Denmark ISIMIP Workflow Walkthrough

This chapter records what we actually did to build the Denmark weather deliverables, which scripts were involved, where they lived on the remote HPC, what outputs were produced, and how the soil side should be structured if we later extend the Denmark project using the Ethiopia soil-first pattern.

The goal is not just to say "the files were made." The goal is to leave a traceable map that another researcher or intern can follow.

The main question we answered

The practical Denmark question was:

"Can we take ISIMIP climate data for Denmark and push it all the way to DSSAT-ready weather outputs, using a workflow that can later be paired with a proper soil pipeline?"

The answer became yes.

By the end of the work, we had:

  • processed Denmark climate NetCDF files in crop-model units
  • parquet zonal summaries
  • TAV and AMP outputs
  • DSSAT .WTH files
  • repaired elevation headers
  • validation of processed units

The real project locations

Denmark climate and weather project on HPC

  • /home/<user>/DEN
  • /home/<user>/DEN/denmark

The denmark folder was created as a clean project wrapper so we would not have to move heavy climate data around unnecessarily.

Ethiopia soil reference project on HPC

  • /home/<user>/Ethiopia
  • /home/<user>/Ethiopia/soil_data

This Ethiopia project is important because it already demonstrates the soil-first pattern that we want future projects to follow.

What already existed before the Denmark cleanup

Before the cleanup and restructuring, Denmark already had important raw and processed ingredients:

  • Denmark shapefiles under /home/<user>/DEN/shapefiles
  • Denmark COP30 DEM tiles under /home/<user>/DEN/COP30
  • processed ISIMIP climate NetCDFs under each model's processed/ folder
  • legacy zonal outputs under /home/<user>/DEN/zonal_stats

Those legacy zonal outputs were not yet in the Ethiopia-style parquet layout.

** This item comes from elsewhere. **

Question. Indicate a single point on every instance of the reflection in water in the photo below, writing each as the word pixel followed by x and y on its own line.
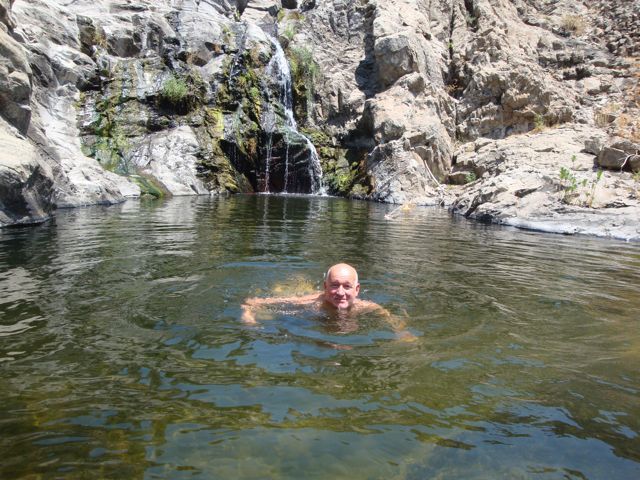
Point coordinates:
pixel 121 353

They existed mostly as per-grid Excel outputs.

The Denmark wrapper we built

We created a clean wrapper at:

  • /home/<user>/DEN/denmark

Inside that wrapper we organized:

  • /home/<user>/DEN/denmark/scripts
  • /home/<user>/DEN/denmark/docs
  • /home/<user>/DEN/denmark/config
  • /home/<user>/DEN/denmark/deliverables
  • /home/<user>/DEN/denmark/logs

This mattered because it separated:

  • large source data that already existed
  • lightweight workflow code
  • final deliverables
  • validation outputs

The Denmark scripts we used

These are the numbered workflow scripts we set up for Denmark:

  • /home/<user>/DEN/denmark/scripts/01_download_isimip.sh
  • /home/<user>/DEN/denmark/scripts/02_prepare_shapefiles_and_grid.sh
  • /home/<user>/DEN/denmark/scripts/03_create_denmark_grid.py
  • /home/<user>/DEN/denmark/scripts/04_prepare_dem.sh
  • /home/<user>/DEN/denmark/scripts/05_merge_clip_convert_climate.sh
  • /home/<user>/DEN/denmark/scripts/06_compute_tav_amp.py
  • /home/<user>/DEN/denmark/scripts/07_extract_zonal_stats_parquet.py
  • /home/<user>/DEN/denmark/scripts/08_generate_wth_files.py
  • /home/<user>/DEN/denmark/scripts/09_validate_outputs.py
  • /home/<user>/DEN/denmark/scripts/10_run_model_scenario_weather.sh
  • /home/<user>/DEN/denmark/scripts/11_submit_denmark_weather.sh

What each Denmark script did

01_download_isimip.sh

This is the placeholder entry for climate acquisition.

In practice, much of the Denmark climate data already existed under model folders, so the project did not depend on a fresh redownload to finish the weather pipeline.

02_prepare_shapefiles_and_grid.sh

This script represents the shapefile preparation stage.

Conceptually this stage ties together:

  • Denmark extent
  • Denmark 0.5 degree grid
  • the grid-cell logic that later drives zonal extraction and WTH station IDs

03_create_denmark_grid.py

This is the grid-construction step.

It formalizes the Denmark climate grid as the geographic framework against which climate and later soil can be mapped.

04_prepare_dem.sh

This script prepared the Denmark DEM support raster used for WTH elevation.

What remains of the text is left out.